Parenting🐾🐾Tip: Behavioral - Growling
Some dogs also growl when playing. Play growling is often seen when two dogs are having a safe, healthy play session. In this case, the growling does not necessarily indicate aggression. However, it is still important to watch your dog's body language and make sure play growling doesn't lead to a dogfight. You may also notice play growling when you play tug-of-war with your dog. Gentle growling is not a bad sign unless your dog is escalating and showing other signs of aggression. If your dog nips at your hand, lunges at you, or the growling gets very threatening, it's important to end the game.

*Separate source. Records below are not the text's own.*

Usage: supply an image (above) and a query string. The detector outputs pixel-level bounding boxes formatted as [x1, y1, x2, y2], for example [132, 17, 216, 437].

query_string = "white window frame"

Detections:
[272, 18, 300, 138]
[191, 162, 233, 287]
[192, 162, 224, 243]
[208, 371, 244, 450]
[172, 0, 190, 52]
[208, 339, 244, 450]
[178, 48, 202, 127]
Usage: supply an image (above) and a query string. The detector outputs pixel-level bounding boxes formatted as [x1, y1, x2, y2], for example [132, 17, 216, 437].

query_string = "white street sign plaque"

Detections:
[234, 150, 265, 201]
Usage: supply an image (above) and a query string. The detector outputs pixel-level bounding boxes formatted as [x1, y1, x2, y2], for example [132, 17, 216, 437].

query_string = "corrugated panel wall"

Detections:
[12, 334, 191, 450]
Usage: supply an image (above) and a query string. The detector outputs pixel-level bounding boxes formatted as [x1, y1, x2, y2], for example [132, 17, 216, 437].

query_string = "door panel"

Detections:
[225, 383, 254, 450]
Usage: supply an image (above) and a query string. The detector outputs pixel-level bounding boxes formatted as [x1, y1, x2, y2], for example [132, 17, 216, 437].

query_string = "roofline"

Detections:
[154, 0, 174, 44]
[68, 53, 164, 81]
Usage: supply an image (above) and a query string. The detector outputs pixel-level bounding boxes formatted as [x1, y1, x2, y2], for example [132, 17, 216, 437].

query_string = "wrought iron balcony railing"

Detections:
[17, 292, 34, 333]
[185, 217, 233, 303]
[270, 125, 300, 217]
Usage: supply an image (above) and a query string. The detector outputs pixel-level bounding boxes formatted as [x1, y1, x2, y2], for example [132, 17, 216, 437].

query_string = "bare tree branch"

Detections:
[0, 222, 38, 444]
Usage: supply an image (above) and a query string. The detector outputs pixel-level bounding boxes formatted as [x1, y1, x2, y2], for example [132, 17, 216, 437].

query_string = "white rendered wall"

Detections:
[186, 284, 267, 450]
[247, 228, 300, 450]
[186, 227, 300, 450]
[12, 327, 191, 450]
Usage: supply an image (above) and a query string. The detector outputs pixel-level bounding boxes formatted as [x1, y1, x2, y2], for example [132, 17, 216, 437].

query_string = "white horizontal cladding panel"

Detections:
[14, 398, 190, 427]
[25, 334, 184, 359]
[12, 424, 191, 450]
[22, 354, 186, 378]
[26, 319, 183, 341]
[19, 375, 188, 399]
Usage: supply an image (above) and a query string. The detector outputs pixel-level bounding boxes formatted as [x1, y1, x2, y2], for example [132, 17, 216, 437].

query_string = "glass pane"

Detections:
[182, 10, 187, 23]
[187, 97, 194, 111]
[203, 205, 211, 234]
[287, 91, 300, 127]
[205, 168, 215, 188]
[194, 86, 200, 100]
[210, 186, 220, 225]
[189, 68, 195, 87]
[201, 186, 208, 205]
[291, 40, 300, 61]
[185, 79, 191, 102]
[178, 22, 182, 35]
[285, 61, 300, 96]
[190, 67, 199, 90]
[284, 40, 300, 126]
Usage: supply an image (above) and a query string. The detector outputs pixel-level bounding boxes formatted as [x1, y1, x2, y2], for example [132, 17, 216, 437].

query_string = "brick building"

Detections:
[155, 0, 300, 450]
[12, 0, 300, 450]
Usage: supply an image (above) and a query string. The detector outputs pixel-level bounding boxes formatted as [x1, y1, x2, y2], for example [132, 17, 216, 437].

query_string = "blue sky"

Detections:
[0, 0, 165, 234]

Potential Causes of Growling
Figuring out exactly why your dog is growling is the first step in preventing escalating aggression. A growling dog is warning you that it may bite. Since we don't have a dog-to-English dictionary, the following can help interpret what a growling dog is saying:
* Fear: Dogs often growl when they are afraid. A good example of this can be seen with dogs who are afraid of strangers. When a stranger approaches, a fearful dog may growl. This is its way of saying, "Back off."
* Possession Aggression: Some dogs growl over their possessions, such as a bowl of food, a toy, or a rawhide bone. When a dog growls when someone approaches it while it's eating or chewing a bone, it suggests, "This is mine, and I'm not sharing!"
* Territoriality: Sometimes dogs growl when they feel the need to defend their territory—think of the mailman approaching the door. When the dog sees someone who it believes doesn't belong on the property, it wants to let them know that they're overstepping their boundaries. Dog growling in this instance means, "Hey, you don't belong here, and I'm willing to protect my people and property!"